Importation of Animals Can Introduce Disease to Local Animals and People

Aug 1, 2022

Dr Matthew Kornya, DVM, Resident ACVIM (SAIM)

As global trade resumes with the easing of pandemic restrictions and the world returns to a global economy, the importation and exportation of domestic animals is also increasing. Combined with global climate change and an increasingly “small world”, there are more and more reports of dogs (and less frequently cats) entering Canada with previously unknown diseases. These pose a threat to both humans and animals within the country.

Recent changes to Canadian import legislation have made it more difficult to import dogs from areas that are high risk for canine rabies, however the danger of disease importation remains. While adopting a rescue pet from another area or importing animals bred in other countries can have significant appeal, there are also significant risks of communicable disease.

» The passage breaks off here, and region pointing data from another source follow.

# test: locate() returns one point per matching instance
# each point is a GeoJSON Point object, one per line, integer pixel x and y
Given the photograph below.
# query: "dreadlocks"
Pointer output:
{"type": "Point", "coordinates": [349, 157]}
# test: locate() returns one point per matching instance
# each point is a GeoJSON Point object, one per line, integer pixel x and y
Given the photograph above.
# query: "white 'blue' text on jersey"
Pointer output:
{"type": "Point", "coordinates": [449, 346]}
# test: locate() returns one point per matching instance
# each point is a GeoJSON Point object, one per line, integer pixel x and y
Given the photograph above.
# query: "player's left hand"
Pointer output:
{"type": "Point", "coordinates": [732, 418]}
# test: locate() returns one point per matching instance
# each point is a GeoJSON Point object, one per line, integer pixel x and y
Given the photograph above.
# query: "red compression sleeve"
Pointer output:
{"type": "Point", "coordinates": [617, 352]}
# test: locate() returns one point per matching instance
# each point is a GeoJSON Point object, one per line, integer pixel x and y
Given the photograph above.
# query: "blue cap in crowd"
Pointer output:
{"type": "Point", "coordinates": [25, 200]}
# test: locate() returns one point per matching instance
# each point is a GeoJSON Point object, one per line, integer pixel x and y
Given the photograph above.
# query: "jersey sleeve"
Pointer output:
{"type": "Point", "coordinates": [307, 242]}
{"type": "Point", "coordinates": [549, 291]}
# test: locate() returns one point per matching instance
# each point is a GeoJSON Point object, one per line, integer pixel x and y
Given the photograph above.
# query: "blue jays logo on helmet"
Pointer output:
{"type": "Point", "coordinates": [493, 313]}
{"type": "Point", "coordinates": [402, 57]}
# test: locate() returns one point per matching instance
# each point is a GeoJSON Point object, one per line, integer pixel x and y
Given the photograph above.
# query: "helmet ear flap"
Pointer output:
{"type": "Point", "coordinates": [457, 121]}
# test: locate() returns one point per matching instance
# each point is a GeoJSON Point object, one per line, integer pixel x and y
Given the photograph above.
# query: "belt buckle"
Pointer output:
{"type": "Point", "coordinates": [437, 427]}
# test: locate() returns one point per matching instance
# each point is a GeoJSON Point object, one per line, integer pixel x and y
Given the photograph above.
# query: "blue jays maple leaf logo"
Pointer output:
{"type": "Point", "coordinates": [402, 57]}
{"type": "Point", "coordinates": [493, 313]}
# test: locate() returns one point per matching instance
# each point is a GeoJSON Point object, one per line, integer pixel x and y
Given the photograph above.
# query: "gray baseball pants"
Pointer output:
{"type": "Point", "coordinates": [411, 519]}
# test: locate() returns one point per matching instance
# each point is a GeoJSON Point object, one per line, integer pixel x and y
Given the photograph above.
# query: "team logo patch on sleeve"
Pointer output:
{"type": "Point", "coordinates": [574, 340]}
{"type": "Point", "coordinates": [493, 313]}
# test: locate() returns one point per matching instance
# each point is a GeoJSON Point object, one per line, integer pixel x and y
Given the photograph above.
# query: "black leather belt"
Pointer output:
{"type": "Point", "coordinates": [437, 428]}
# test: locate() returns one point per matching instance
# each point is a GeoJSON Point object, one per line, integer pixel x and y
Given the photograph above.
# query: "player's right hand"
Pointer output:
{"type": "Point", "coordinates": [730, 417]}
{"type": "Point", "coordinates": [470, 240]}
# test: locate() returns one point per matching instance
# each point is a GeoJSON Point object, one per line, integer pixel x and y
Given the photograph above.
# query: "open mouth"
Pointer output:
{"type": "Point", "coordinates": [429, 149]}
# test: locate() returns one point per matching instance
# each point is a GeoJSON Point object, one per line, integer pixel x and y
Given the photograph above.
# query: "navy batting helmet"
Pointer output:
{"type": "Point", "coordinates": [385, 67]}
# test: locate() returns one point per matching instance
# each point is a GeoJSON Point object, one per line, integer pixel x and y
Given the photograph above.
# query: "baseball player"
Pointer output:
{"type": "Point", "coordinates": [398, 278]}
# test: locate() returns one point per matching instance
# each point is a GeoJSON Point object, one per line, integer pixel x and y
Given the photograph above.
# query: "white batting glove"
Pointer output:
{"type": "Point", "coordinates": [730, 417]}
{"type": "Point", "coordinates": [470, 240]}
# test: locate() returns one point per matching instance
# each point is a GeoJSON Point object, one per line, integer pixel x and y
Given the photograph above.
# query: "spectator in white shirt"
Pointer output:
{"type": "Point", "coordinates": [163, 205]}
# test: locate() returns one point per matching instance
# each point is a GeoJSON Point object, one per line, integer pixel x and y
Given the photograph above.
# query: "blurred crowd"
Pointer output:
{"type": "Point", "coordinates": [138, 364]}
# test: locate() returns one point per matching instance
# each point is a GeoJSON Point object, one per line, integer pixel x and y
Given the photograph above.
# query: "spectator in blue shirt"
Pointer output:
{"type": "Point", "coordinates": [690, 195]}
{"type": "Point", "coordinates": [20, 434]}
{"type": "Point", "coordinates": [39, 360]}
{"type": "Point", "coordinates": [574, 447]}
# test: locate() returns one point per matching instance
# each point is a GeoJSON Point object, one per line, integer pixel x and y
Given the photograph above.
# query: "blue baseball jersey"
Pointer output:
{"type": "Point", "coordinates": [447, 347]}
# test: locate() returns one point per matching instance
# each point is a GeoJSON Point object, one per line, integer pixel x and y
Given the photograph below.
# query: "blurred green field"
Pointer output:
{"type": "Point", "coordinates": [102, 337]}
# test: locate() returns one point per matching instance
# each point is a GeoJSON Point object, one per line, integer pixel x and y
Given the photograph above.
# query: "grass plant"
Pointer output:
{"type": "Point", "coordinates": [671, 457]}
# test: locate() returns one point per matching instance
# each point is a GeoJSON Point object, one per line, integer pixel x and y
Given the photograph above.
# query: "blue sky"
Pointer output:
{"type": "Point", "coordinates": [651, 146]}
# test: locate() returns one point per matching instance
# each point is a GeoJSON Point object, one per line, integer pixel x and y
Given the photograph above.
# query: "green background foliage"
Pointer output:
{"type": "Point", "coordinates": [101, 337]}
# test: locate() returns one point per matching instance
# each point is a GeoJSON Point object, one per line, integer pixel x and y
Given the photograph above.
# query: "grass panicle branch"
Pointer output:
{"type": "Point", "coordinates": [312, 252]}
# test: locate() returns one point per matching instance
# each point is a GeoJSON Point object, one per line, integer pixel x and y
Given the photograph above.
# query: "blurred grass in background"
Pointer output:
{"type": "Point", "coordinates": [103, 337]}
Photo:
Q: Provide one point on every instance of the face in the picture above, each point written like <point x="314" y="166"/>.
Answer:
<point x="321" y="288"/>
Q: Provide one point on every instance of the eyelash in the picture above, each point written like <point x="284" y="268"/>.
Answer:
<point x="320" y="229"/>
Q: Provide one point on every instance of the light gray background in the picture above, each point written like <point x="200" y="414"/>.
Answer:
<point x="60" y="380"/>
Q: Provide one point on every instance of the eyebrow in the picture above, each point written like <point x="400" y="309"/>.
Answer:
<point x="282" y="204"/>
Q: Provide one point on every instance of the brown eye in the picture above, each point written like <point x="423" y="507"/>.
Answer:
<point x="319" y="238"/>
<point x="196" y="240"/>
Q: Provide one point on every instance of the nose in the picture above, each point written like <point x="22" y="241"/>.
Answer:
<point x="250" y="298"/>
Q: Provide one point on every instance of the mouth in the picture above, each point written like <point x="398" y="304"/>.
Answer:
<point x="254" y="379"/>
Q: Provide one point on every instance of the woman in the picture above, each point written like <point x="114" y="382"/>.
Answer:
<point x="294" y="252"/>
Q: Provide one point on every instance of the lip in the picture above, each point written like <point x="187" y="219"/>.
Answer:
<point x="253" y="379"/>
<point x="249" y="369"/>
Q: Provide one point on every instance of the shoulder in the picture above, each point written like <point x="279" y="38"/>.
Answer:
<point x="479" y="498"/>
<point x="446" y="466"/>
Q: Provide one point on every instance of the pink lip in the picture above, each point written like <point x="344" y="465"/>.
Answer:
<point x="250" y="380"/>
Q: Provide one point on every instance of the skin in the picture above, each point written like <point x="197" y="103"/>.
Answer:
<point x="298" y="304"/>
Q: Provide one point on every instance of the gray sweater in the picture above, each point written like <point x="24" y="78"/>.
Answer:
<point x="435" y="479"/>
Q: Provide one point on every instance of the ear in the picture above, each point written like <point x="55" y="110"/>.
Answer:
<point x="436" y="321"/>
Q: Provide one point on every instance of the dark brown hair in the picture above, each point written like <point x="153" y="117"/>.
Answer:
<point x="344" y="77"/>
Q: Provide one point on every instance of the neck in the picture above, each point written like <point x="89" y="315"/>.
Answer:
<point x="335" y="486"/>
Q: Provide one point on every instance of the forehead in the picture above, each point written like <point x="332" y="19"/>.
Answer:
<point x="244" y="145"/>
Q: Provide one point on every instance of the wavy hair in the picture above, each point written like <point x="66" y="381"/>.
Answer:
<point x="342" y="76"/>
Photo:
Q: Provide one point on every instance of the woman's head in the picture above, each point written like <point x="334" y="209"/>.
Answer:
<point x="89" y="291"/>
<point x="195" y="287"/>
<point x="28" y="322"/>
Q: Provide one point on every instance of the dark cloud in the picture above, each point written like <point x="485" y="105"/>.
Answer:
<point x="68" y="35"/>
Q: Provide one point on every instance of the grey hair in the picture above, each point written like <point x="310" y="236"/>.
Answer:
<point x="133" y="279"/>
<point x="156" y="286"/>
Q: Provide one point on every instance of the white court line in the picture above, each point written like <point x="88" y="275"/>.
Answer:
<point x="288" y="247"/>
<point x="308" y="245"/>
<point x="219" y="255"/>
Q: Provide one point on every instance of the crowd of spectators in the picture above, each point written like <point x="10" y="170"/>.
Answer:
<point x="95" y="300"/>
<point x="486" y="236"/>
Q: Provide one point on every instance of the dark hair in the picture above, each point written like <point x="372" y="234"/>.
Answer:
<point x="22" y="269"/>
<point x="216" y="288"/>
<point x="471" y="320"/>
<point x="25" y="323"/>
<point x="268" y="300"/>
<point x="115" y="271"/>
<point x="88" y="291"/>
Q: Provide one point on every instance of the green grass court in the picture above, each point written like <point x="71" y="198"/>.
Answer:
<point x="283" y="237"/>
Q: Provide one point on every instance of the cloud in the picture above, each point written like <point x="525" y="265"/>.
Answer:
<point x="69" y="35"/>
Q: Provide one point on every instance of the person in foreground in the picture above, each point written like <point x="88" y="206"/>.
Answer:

Several diseases that are common in dogs in other countries do not exist or are rare in Canada. The importation of dogs with these conditions may lead to the occurrence of diseases that local veterinarians are not familiar with the diagnosis and treatment of, and as such they may go unrecognized. These diseases may also, in some cases, be transmitted between animals leading to outbreaks or the establishment of disease in the region.

Rabies is potentially the most significant disease of concern. While rabies exists in Canada, it is largely found in wildlife and widespread vaccination means that domestic animals are much more rarely affected. Minimally or non-vaccinated dogs coming from countries or regions where rabies is more prevalent result in the introduction of rabies to the domestic animal population, and the risk of human exposure may become very high. As rabies can be latent for many months prior to showing clinical signs, imported rabid animals may be exposed to a wide range of humans and pets before being diagnosed.

Other diseases are less transmissible to humans but still pose a significant risk of dogs. Some of these are uncommon but present in the domestic animal population, but are readily prevented by vaccination or parasite prevention. These include canine distemper and adenovirus, and many tickborne diseases such as anaplasmosis and ehrlichiosis.

Other diseases are not present in Canada endemically and may be introduced in imported animals. These include serious and often incurable diseases such as Leishmaniasis, hepatozoonosis, and transmissible venereal tumor.

Countries of origin for exotic animal disease do not need to be tropical, distant, or underdeveloped. Any change in geography can result in new diseases not seen in other areas. For example, the southern United States has a wide range of fungal, protozoal, viral and bacterial infections not seen in Canada. Even non-southern countries may have unexpected disease, for example, feline mycobacteria in the United Kingdom. Within Canada there can be marked variation based on geographic region as well. For example, cryptococcus is much more common on Vancouver Island, and plague is seen in the prairies. As a result, even movement within Canada can be of significant concern.

Screening of imported animals for these infectious diseases is of crucial importance. Ideally, animals should be tested for diseases of concern before leaving the country of export. Valid documentation proving vaccination and negative disease testing should be provided by a veterinarian from the exporting country. If these papers are not available, a pet should not be adopted or imported.

Any time a pet is adopted from a foreign country, it is important to have them examined by a veterinarian in Canada as soon as possible. This will ensure all needed parasite prevention and treatment, vaccination, and other preventative healthcare is provided. It will also allow any tests for imported diseases to be performed and disease detected before it becomes too severe.

Overall, ensuring the safety of humans, our domestic animals, and even imported animals relies on the careful screening, early disease detection, and proper disease prevention in our pets. When adopting an animal, ensure that all proper documentation has been performed and book an appointment with a veterinarian right away, making sure they know the geographic region the animal is coming from. Avoid imported animals with known infectious disease, and take leadership in the health of your pet.

While there are many good reasons to adopt a pet from another geographic region, make sure to take care to consider the risks associated with it as well. Animals can carry disease that can be a risk not only to themselves, but their humans and other pets as well.